To develop an improved method for quantitative assessment of antimicrobial efficacy and substantivity of mouth rinses and dentifrices on in vivo treated plaque.


Nine- and 72-h-old plaques were formed in volunteers carrying out standardized hygiene using NaF-containing dentifrice. Plaques were collected before (baseline) in vivo treatment with dentifrices or chlorhexidine mouth rinse, immediately post-treatment and after 1 or 6 h, dispersed in demineralized water and stained with live/dead stain after which bacteria were enumerated. Dispersed baseline plaques were treated with dentifrices or chlorhexidine to determine antimicrobial efficacy against planktonic bacteria.


Baseline plaques revealed 56-41% viable organisms in 9- and 72-h-old plaques, respectively. Treatment of planktonic (dispersed baseline plaque) bacteria resulted in 1-4% viable organisms. Chlorhexidine mouth rinse and dentifrices produced strong immediate antimicrobial effects, but after 1 or 6 h, the proportion of viable organisms in 9-h-old plaques rebounded significantly with only chlorhexidine mouth rinse retaining significant efficacy.

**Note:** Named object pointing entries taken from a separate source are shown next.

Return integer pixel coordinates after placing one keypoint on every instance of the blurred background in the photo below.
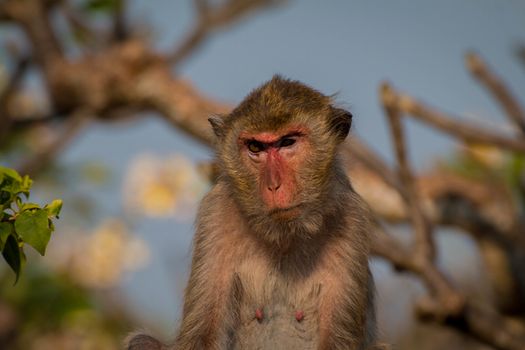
(104, 104)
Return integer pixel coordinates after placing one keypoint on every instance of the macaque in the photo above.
(281, 247)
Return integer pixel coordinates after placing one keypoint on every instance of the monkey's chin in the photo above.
(288, 213)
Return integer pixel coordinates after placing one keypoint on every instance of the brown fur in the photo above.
(246, 260)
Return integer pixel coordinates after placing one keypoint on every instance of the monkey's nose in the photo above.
(273, 187)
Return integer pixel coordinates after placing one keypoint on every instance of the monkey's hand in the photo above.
(138, 341)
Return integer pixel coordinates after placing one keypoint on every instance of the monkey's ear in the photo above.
(217, 124)
(341, 122)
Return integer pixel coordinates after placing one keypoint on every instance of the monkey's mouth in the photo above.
(286, 213)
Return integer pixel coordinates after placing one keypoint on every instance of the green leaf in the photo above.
(6, 228)
(101, 5)
(53, 208)
(33, 228)
(25, 186)
(14, 256)
(11, 173)
(29, 206)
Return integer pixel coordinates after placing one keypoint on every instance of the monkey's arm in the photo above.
(208, 311)
(347, 318)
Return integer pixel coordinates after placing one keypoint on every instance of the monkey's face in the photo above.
(276, 152)
(274, 159)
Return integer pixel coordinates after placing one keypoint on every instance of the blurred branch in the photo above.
(424, 245)
(5, 121)
(453, 126)
(37, 162)
(78, 23)
(498, 88)
(211, 18)
(120, 27)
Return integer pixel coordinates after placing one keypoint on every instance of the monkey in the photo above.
(280, 253)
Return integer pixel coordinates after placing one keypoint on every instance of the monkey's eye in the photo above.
(287, 141)
(255, 146)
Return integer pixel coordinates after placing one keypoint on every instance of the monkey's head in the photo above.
(277, 151)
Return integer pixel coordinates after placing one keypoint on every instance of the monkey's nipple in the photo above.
(259, 315)
(299, 315)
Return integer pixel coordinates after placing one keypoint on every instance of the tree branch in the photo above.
(498, 89)
(424, 244)
(453, 126)
(43, 157)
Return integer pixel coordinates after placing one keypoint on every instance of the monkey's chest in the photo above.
(276, 316)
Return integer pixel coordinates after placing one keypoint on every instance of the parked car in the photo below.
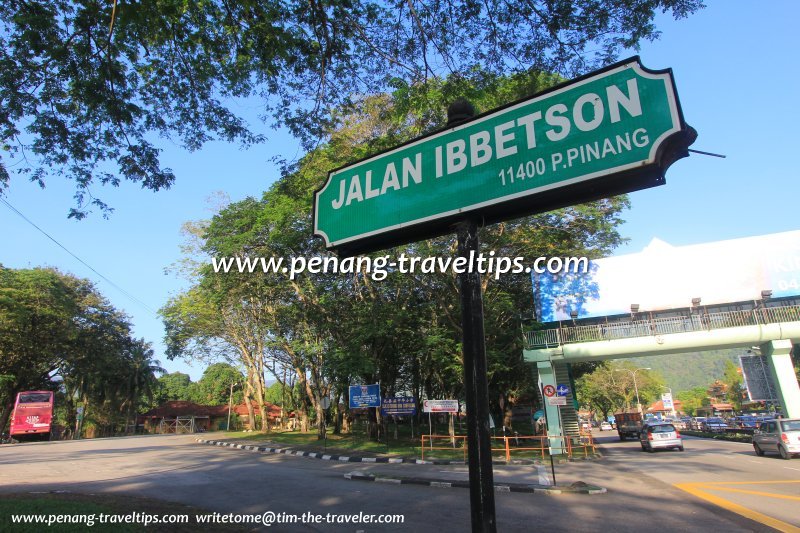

Seventy-two-hour-old plaques were less susceptible to antimicrobials, although dentifrices appeared more effective after 6 h than initially, whereas efficacy of chlorhexidine rinse continued to drop with time post-treatment.


The proposed method holds promise for assessment of both immediate and retained antimicrobial actions of oral treatments against dental plaque in vivo.